Encargos seguem como maior pressão tarifária

Nos últimos anos, os encargos setoriais têm colaborado mais para o aumento das tarifas do que os próprios custos de geração, transmissão e distribuição. Segundo a Aneel, essa tendência se aprofundou em 2025, quando o reajuste médio projetado para o país chegou a 7%, quase o dobro da previsão inicial. A alta foi atribuída ao crescimento de subsídios bancados pela CDE, como os voltados à geração distribuída, à CCC (Conta de Consumo de Combustíveis) e ao programa Tarifa Social.

Apesar desse cenário, medidas aprovadas pelo Congresso neste ano podem trazer algum alívio aos consumidores menores a partir de 2026.

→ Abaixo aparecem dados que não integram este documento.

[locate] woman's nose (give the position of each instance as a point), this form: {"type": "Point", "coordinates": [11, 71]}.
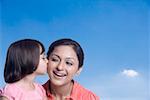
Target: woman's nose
{"type": "Point", "coordinates": [60, 66]}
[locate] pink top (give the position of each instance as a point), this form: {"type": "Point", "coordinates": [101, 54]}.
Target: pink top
{"type": "Point", "coordinates": [13, 92]}
{"type": "Point", "coordinates": [78, 93]}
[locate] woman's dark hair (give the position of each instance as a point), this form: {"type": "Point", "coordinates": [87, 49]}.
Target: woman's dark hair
{"type": "Point", "coordinates": [69, 42]}
{"type": "Point", "coordinates": [22, 59]}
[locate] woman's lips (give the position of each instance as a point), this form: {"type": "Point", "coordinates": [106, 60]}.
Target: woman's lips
{"type": "Point", "coordinates": [59, 74]}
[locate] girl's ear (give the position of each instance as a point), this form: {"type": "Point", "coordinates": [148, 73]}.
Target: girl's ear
{"type": "Point", "coordinates": [79, 71]}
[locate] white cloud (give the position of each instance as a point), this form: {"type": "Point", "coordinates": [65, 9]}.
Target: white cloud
{"type": "Point", "coordinates": [130, 73]}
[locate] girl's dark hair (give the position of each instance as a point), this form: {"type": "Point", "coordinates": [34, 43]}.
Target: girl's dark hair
{"type": "Point", "coordinates": [22, 59]}
{"type": "Point", "coordinates": [69, 42]}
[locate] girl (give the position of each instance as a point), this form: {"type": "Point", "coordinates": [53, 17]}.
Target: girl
{"type": "Point", "coordinates": [25, 60]}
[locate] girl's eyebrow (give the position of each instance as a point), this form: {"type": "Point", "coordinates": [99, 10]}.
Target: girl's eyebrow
{"type": "Point", "coordinates": [66, 58]}
{"type": "Point", "coordinates": [55, 55]}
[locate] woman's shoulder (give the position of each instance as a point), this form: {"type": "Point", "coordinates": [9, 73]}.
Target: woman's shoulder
{"type": "Point", "coordinates": [81, 91]}
{"type": "Point", "coordinates": [10, 91]}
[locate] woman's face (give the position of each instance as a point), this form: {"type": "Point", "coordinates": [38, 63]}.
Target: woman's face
{"type": "Point", "coordinates": [62, 65]}
{"type": "Point", "coordinates": [42, 66]}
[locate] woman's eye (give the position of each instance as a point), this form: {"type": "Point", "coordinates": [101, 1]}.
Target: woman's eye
{"type": "Point", "coordinates": [54, 59]}
{"type": "Point", "coordinates": [69, 63]}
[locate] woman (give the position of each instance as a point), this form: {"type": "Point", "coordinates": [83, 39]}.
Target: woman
{"type": "Point", "coordinates": [65, 60]}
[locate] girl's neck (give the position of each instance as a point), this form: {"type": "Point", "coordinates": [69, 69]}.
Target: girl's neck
{"type": "Point", "coordinates": [60, 92]}
{"type": "Point", "coordinates": [27, 83]}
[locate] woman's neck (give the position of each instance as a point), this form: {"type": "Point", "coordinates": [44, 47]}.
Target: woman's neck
{"type": "Point", "coordinates": [61, 92]}
{"type": "Point", "coordinates": [27, 83]}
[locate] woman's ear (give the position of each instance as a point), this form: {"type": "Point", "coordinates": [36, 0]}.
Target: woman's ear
{"type": "Point", "coordinates": [79, 71]}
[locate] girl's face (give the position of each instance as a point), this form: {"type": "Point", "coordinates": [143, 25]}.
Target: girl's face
{"type": "Point", "coordinates": [62, 65]}
{"type": "Point", "coordinates": [42, 66]}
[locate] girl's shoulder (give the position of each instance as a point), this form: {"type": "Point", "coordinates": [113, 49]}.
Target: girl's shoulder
{"type": "Point", "coordinates": [39, 88]}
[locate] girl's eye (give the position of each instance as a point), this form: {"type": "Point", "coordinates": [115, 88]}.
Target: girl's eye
{"type": "Point", "coordinates": [69, 63]}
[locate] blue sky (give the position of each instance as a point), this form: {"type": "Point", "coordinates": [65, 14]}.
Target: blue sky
{"type": "Point", "coordinates": [113, 33]}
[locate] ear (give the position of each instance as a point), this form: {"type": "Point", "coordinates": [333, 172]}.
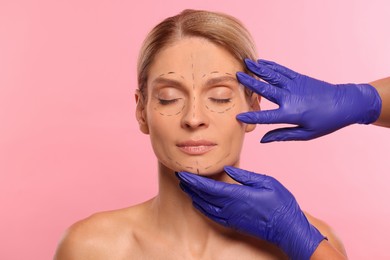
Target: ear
{"type": "Point", "coordinates": [254, 105]}
{"type": "Point", "coordinates": [140, 112]}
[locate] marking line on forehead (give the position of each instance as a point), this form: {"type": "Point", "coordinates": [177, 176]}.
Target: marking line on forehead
{"type": "Point", "coordinates": [193, 84]}
{"type": "Point", "coordinates": [170, 72]}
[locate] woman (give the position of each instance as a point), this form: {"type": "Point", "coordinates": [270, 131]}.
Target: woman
{"type": "Point", "coordinates": [187, 101]}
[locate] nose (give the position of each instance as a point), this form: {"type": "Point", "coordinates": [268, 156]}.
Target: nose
{"type": "Point", "coordinates": [194, 115]}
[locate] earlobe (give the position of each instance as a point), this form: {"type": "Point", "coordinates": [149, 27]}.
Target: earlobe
{"type": "Point", "coordinates": [140, 112]}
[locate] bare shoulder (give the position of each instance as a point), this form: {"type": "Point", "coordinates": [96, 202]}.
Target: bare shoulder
{"type": "Point", "coordinates": [104, 235]}
{"type": "Point", "coordinates": [327, 231]}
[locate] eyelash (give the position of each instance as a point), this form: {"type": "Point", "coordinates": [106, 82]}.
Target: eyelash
{"type": "Point", "coordinates": [221, 101]}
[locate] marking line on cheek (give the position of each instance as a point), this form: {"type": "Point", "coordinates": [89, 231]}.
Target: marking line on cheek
{"type": "Point", "coordinates": [208, 167]}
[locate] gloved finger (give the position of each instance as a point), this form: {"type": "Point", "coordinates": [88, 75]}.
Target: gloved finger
{"type": "Point", "coordinates": [289, 134]}
{"type": "Point", "coordinates": [273, 116]}
{"type": "Point", "coordinates": [279, 68]}
{"type": "Point", "coordinates": [247, 178]}
{"type": "Point", "coordinates": [207, 187]}
{"type": "Point", "coordinates": [273, 77]}
{"type": "Point", "coordinates": [269, 92]}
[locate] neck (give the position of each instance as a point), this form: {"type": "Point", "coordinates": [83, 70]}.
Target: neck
{"type": "Point", "coordinates": [176, 216]}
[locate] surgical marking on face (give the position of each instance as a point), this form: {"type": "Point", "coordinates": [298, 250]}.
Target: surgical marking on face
{"type": "Point", "coordinates": [208, 167]}
{"type": "Point", "coordinates": [220, 112]}
{"type": "Point", "coordinates": [193, 85]}
{"type": "Point", "coordinates": [175, 114]}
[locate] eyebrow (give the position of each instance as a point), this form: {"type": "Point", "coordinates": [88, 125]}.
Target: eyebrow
{"type": "Point", "coordinates": [217, 80]}
{"type": "Point", "coordinates": [212, 81]}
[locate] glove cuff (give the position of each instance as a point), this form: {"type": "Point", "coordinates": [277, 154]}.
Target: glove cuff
{"type": "Point", "coordinates": [302, 240]}
{"type": "Point", "coordinates": [373, 103]}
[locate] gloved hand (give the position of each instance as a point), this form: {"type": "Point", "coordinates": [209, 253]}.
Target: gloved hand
{"type": "Point", "coordinates": [316, 107]}
{"type": "Point", "coordinates": [261, 207]}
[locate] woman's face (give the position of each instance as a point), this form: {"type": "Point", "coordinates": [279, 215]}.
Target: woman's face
{"type": "Point", "coordinates": [193, 98]}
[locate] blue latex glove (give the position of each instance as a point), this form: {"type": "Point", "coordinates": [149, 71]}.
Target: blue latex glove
{"type": "Point", "coordinates": [316, 107]}
{"type": "Point", "coordinates": [262, 207]}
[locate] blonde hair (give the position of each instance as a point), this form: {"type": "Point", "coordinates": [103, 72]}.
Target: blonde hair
{"type": "Point", "coordinates": [221, 29]}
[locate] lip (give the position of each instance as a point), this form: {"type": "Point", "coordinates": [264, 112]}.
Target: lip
{"type": "Point", "coordinates": [198, 147]}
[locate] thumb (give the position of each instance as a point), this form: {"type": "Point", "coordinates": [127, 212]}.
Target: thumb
{"type": "Point", "coordinates": [246, 178]}
{"type": "Point", "coordinates": [289, 134]}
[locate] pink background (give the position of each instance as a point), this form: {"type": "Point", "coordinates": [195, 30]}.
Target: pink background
{"type": "Point", "coordinates": [70, 145]}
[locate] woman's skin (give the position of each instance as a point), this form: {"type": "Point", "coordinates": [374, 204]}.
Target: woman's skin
{"type": "Point", "coordinates": [197, 138]}
{"type": "Point", "coordinates": [383, 88]}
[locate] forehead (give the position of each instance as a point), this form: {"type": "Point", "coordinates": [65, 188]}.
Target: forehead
{"type": "Point", "coordinates": [193, 57]}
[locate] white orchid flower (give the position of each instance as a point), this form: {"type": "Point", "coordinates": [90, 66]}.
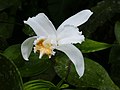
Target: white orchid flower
{"type": "Point", "coordinates": [48, 38]}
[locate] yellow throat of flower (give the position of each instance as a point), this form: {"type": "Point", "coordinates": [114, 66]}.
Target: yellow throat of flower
{"type": "Point", "coordinates": [43, 46]}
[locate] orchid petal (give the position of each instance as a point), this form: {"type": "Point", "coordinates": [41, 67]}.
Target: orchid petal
{"type": "Point", "coordinates": [77, 19]}
{"type": "Point", "coordinates": [70, 34]}
{"type": "Point", "coordinates": [75, 56]}
{"type": "Point", "coordinates": [27, 46]}
{"type": "Point", "coordinates": [41, 25]}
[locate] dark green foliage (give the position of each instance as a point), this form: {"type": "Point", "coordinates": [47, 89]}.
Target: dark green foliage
{"type": "Point", "coordinates": [10, 78]}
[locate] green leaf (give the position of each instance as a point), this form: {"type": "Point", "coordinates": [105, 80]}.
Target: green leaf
{"type": "Point", "coordinates": [114, 60]}
{"type": "Point", "coordinates": [102, 12]}
{"type": "Point", "coordinates": [92, 46]}
{"type": "Point", "coordinates": [95, 75]}
{"type": "Point", "coordinates": [6, 24]}
{"type": "Point", "coordinates": [10, 78]}
{"type": "Point", "coordinates": [29, 68]}
{"type": "Point", "coordinates": [117, 31]}
{"type": "Point", "coordinates": [38, 85]}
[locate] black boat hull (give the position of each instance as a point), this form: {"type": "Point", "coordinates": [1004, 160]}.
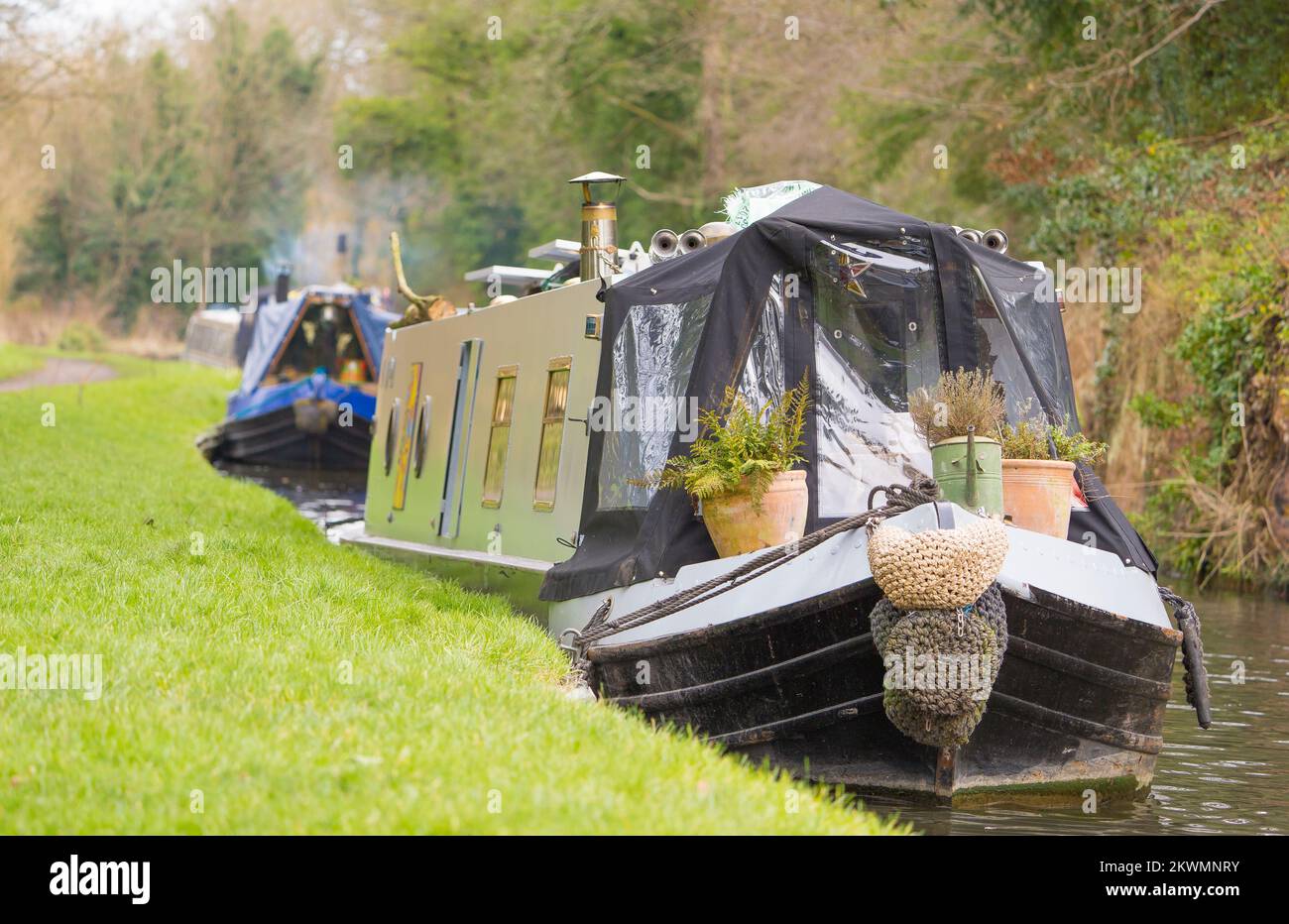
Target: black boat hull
{"type": "Point", "coordinates": [292, 437]}
{"type": "Point", "coordinates": [1078, 704]}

Redistribuição de custos deve beneficiar baixa tensão

Duas novas leis do setor elétrico promovem uma redistribuição dos custos, corrigindo distorções históricas. A partir de 2026, subsídios bilionários destinados à micro e minigeração distribuída solar — que antes eram pagos majoritariamente pelos consumidores cativos — passam a ser divididos também com os consumidores do mercado livre, como grandes indústrias.

Outra mudança importante altera o rateio dos custos da CDE entre os diferentes níveis de tensão. O objetivo é reduzir o peso sobre a baixa tensão, onde estão concentradas as residências, e nivelar o pagamento entre regiões do país.

Com isso, segundo a Aneel, os consumidores cativos das regiões Sul, Sudeste e Centro-Oeste podem ter queda de 0,8% no custo tarifário da CDE. Já no Norte e Nordeste, onde o subsídio pago atualmente é menor, a tendência é de alta de 0,7%.

Além disso, os custos das usinas nucleares de Angra 1 e 2 — hoje concentrados nos consumidores cativos — passarão a ser compartilhados com o mercado livre, o que pode representar uma redução de cerca de 0,6% para os pequenos consumidores.


Tarifa Branca pode alcançar mais clientes em 2026

Outra frente de mudança é a modernização tarifária. A Aneel quer ampliar ainda em 2026 o uso da tarifa horária de energia, conhecida como Tarifa Branca, que incentiva o consumo em horários mais baratos, como manhã e início da tarde — períodos de maior oferta de energia renovável.

A proposta é aplicar o modelo de forma automática para unidades de baixa tensão que consumam mais de 1.000 kWh/mês, incluindo comércios e residências de maior porte. Esse grupo reúne cerca de 2,5 milhões de consumidores, responsáveis por um quarto do consumo total da baixa tensão.


Com essas mudanças, embora os encargos continuem pressionando o custo da energia elétrica, parte dos consumidores deve sentir algum alívio em 2026, graças à redistribuição dos subsídios e ao avanço de políticas que buscam corrigir distorções históricas no setor.